Apache Flink: Advanced Stream Processing at Scale
Apache Flink provides advanced stream processing with sophisticated windowing and event-time handling. Learn its architecture, programming model, and use cases.
Apache Flink: Advanced Stream Processing at Scale
Kafka Streams handles filter, map, join, and aggregate. For simple pipelines, it is sufficient. But when you need sophisticated windowing, event-time processing with out-of-order data, or complex stateful computations across streams, you need something more powerful.
Apache Flink is a distributed processing engine for stateful computations over unbounded and bounded data streams. It runs on a cluster (YARN, Kubernetes, or standalone) and provides sophisticated windowing, event-time processing, and exactly-once guarantees across arbitrary data sources.
Flink’s Architecture
Flink follows the master-worker pattern. The JobManager is the master. It schedules tasks, coordinates checkpoints, and manages the distributed coordination. TaskManagers are the workers. They execute tasks and maintain state.
flowchart LR
subgraph JobManager[JobManager]
JM[JobManager]
CheckpointCoordinator[Checkpoint Coordinator]
end
subgraph TaskManagers[TaskManagers]
TM1[TaskManager 1]
TM2[TaskManager 2]
TM3[TaskManager 3]
end
CheckpointCoordinator -->|checkpoint barrier| TM1
CheckpointCoordinator -->|checkpoint barrier| TM2
CheckpointCoordinator -->|checkpoint barrier| TM3
Flink programs run as parallel stream processing jobs. Each operator runs as multiple parallel instances (subtasks), each processing a subset of the stream partitions.
DataStream API: The Foundation
Flink’s DataStream API is the low-level API for stream processing. It provides fine-grained control over time, state, and watermarks.
import org.apache.flink.streaming.api.environment.StreamExecutionEnvironment;
import org.apache.flink.streaming.api.datastream.DataStream;
import org.apache.flink.streaming.api.functions.ProcessFunction;
import org.apache.flink.util.Collector;
public class EventProcessor {
public static void main(String[] args) throws Exception {
StreamExecutionEnvironment env =
StreamExecutionEnvironment.getExecutionEnvironment();
env.enableCheckpointing(10000); // Checkpoint every 10 seconds
env.getCheckpointConfig().setCheckpointStorage("s3://flink-checkpoints/");
DataStream<Event> events = env
.fromSource(
KafkaSource.<Event>builder()
.setBootstrapServers("kafka:9092")
.setTopics("events")
.setGroupId("flink-consumer")
.build(),
WatermarkStrategy
.<Event>forBoundedOutOfOrderness(Duration.ofSeconds(30))
.withTimestampAssigner((event, timestamp) -> event.getEventTime()),
"Kafka Source"
);
DataStream<Alert> alerts = events
.keyBy(Event::getUserId)
.window(SlidingEventTimeWindows.of(Time.minutes(5), Time.minutes(1)))

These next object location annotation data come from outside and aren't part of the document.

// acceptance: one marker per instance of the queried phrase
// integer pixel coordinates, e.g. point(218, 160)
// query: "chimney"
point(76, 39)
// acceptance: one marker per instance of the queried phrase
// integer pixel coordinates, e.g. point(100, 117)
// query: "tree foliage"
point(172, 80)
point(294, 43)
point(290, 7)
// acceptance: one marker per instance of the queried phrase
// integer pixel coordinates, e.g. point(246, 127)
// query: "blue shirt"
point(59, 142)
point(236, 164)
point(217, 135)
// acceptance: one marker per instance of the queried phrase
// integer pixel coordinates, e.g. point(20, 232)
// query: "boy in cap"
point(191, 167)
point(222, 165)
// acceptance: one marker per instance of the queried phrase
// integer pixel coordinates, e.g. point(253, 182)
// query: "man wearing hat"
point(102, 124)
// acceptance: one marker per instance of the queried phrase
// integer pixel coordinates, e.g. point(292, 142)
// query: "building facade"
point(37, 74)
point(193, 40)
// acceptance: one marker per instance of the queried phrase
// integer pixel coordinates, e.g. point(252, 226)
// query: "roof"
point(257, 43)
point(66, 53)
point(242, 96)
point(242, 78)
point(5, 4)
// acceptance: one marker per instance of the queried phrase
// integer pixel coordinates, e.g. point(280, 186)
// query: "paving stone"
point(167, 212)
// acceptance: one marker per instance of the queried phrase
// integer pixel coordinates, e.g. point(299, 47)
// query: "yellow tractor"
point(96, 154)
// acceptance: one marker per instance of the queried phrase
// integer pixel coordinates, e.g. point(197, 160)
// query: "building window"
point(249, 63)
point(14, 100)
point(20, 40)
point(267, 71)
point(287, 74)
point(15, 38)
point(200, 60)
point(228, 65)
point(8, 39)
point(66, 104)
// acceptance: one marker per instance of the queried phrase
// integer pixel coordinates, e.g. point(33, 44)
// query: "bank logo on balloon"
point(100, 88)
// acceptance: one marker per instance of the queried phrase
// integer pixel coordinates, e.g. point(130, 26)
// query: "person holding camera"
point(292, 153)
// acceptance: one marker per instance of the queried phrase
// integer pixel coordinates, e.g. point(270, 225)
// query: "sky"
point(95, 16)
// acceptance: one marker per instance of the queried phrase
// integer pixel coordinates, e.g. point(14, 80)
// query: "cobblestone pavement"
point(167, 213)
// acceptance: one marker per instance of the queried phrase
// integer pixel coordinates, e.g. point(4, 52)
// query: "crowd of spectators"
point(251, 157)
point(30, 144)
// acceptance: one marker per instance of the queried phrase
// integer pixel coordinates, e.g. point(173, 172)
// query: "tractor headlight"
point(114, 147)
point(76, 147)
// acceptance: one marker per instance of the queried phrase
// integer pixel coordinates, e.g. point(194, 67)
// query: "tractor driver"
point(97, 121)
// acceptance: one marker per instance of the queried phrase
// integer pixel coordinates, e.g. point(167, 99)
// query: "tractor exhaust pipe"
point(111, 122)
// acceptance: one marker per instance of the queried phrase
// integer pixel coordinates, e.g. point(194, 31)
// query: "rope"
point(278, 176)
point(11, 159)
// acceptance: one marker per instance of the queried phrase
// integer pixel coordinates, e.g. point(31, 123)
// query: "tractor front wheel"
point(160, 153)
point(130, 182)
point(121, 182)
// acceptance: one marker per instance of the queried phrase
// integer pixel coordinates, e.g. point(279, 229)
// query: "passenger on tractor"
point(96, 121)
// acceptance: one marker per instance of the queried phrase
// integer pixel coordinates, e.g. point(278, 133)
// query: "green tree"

.process(new FraudDetectionProcessFunction());
alerts
.sinkTo(SinkWriter.newBuilder()
.setKafkaProducer(new FlinkKafkaProducer<>(
"alerts",
new AlertSerializer(),
KafkaSinkProperties.create()
))
.build());
env.execute("Fraud Detection Pipeline");
}
}
Event Time and Watermarks
The hardest problem in stream processing is handling data that arrives late or out of order. Network partitions, upstream retries, and scheduled batch jobs all cause events to arrive after they should have.
Flink solves this with event time and watermarks.
Event time is the time embedded in the event itself (when the event actually happened). Processing time is when the system processes the event. Using event time lets you reason about the data correctly regardless of when it arrived.
Watermarks are progress markers in the event time stream. A watermark with timestamp T tells Flink: “All events with event time less than T have arrived.” When a watermark arrives, Flink advances its view of time and closes windows that should be complete.
WatermarkStrategy
.<Event>forBoundedOutOfOrderness(Duration.ofSeconds(30)) // Allow 30 seconds late
.withTimestampAssigner((event, timestamp) -> event.getEventTime())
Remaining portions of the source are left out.